La menace des cyberattaques dévastatrices n’a jamais été aussi élevée. De nos jours, il n’est pas rare de voir des rapports sur des violations catastrophiques de données ou des cybercrimes, tant au niveau des entreprises que des gouvernements. Les points de vulnérabilité ne cessent d’augmenter avec l’évolution numérique rapide. L’informatique quantique constitue une menace existentielle pour la sécurité, et comme l’indique le National Institute of Standards and Technology (NIST), les normes cryptographiques actuelles pourraient être dépassées. Face à la menace imminente de perte de données, de propriété intellectuelle et de réputation, les entreprises et les acteurs étatiques doivent envisager des processus plus récents et plus robustes pour transmettre l’information en toute sécurité. Ici, la communication à l’abri du quantum pourrait être la solution.
Qu’est-ce que la communication à l’abri du quantum? Quelles sont les différentes méthodes pour l’établir? Pourquoi les responsables réseau, les DSI et les CTO doivent-ils commencer à agir dès aujourd’hui? Ces questions, parmi tant d’autres, seront abordées dans une série d’articles consacrés à la communication quantique.
Présentation de la « Série Inspiration » par HCLTech Q-Labs
Pour comprendre la portée et l’évolution du marché des communications quantiques, HCLTech Q-Labs a mené une série de séances, en collaboration avec ses partenaires mondiaux en innovation. La série vise à offrir un aperçu complet du marché des communications quantiques d’un point de vue académique et industriel, en intégrant les volets affaires et technologies. Q-Labs de HCLTech, étant au cœur de l'innovation, vise à accélérer l’exploration du quantum afin d’aider les chefs de file de l’industrie à tirer profit des technologies quantiques.

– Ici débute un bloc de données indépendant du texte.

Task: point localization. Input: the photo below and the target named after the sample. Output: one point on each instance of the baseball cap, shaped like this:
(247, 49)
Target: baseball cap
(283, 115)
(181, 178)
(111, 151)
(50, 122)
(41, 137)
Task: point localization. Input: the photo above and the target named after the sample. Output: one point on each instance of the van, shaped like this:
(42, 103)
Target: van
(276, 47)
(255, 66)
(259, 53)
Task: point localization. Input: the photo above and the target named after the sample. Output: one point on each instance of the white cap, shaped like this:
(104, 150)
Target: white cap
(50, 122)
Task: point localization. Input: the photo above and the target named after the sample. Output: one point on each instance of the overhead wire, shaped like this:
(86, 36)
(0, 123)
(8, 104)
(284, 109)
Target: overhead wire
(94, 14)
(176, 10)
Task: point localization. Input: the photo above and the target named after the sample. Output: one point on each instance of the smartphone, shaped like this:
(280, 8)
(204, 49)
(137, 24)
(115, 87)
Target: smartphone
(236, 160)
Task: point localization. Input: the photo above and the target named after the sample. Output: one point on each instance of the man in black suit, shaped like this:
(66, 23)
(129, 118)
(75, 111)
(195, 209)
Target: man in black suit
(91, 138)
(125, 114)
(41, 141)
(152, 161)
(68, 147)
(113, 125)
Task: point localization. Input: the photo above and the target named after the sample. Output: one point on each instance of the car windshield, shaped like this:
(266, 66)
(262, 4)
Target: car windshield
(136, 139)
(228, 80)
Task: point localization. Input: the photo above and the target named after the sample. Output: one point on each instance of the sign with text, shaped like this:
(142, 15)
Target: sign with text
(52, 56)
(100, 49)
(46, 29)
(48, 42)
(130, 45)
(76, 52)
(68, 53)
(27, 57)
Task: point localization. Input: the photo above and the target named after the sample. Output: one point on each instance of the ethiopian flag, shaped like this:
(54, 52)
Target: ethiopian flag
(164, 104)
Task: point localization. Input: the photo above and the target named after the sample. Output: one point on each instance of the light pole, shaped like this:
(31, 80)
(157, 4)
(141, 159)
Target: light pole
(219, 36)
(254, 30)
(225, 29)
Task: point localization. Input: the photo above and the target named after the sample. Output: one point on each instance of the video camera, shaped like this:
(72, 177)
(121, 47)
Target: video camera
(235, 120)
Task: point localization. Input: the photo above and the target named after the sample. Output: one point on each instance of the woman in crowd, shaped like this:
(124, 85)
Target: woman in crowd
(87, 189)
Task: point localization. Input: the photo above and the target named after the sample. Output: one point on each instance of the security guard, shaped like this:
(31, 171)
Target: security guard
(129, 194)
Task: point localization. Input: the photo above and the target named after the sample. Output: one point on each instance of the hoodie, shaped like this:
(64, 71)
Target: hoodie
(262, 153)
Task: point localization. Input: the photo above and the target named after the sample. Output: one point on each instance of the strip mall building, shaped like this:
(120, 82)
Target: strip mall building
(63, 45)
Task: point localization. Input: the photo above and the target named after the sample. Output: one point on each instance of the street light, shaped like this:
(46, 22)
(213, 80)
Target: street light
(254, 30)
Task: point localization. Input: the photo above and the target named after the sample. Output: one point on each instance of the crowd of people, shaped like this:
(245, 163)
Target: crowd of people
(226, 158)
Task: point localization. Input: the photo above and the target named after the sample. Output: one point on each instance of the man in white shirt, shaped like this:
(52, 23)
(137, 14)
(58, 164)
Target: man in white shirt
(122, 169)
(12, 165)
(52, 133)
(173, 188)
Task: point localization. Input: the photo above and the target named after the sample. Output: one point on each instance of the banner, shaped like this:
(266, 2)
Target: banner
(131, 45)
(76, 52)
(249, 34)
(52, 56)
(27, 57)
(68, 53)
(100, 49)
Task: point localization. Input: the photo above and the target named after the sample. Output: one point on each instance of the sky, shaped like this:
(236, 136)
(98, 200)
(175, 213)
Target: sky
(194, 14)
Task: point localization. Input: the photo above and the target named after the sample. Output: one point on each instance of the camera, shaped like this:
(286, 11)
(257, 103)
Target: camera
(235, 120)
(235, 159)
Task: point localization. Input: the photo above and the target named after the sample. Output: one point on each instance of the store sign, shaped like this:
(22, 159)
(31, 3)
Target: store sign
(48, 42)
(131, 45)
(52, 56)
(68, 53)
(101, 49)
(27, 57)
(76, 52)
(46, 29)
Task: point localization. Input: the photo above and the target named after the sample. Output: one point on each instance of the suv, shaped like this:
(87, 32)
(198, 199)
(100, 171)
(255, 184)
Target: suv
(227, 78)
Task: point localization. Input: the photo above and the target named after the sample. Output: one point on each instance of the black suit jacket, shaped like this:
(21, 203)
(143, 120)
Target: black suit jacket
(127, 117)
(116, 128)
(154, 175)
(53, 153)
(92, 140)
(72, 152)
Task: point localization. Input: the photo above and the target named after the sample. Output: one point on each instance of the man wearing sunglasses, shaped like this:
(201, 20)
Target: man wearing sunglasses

Le panel du premier épisode comprenait Abhinav Khare – Responsable, Tech Venturing et Écosystème d’innovation ouverte chez HCLTech, Guy Dierckx – Cross Cloud Transformations chez Proximus, et Joshua Slater – Scientifique en communication quantique, QuTech & TU Delft. La séance a donné lieu à de riches échanges entre les parties prenantes clés, chacun apportant ses points de vue pour ouvrir la voie vers un monde sécurisé par le quantique.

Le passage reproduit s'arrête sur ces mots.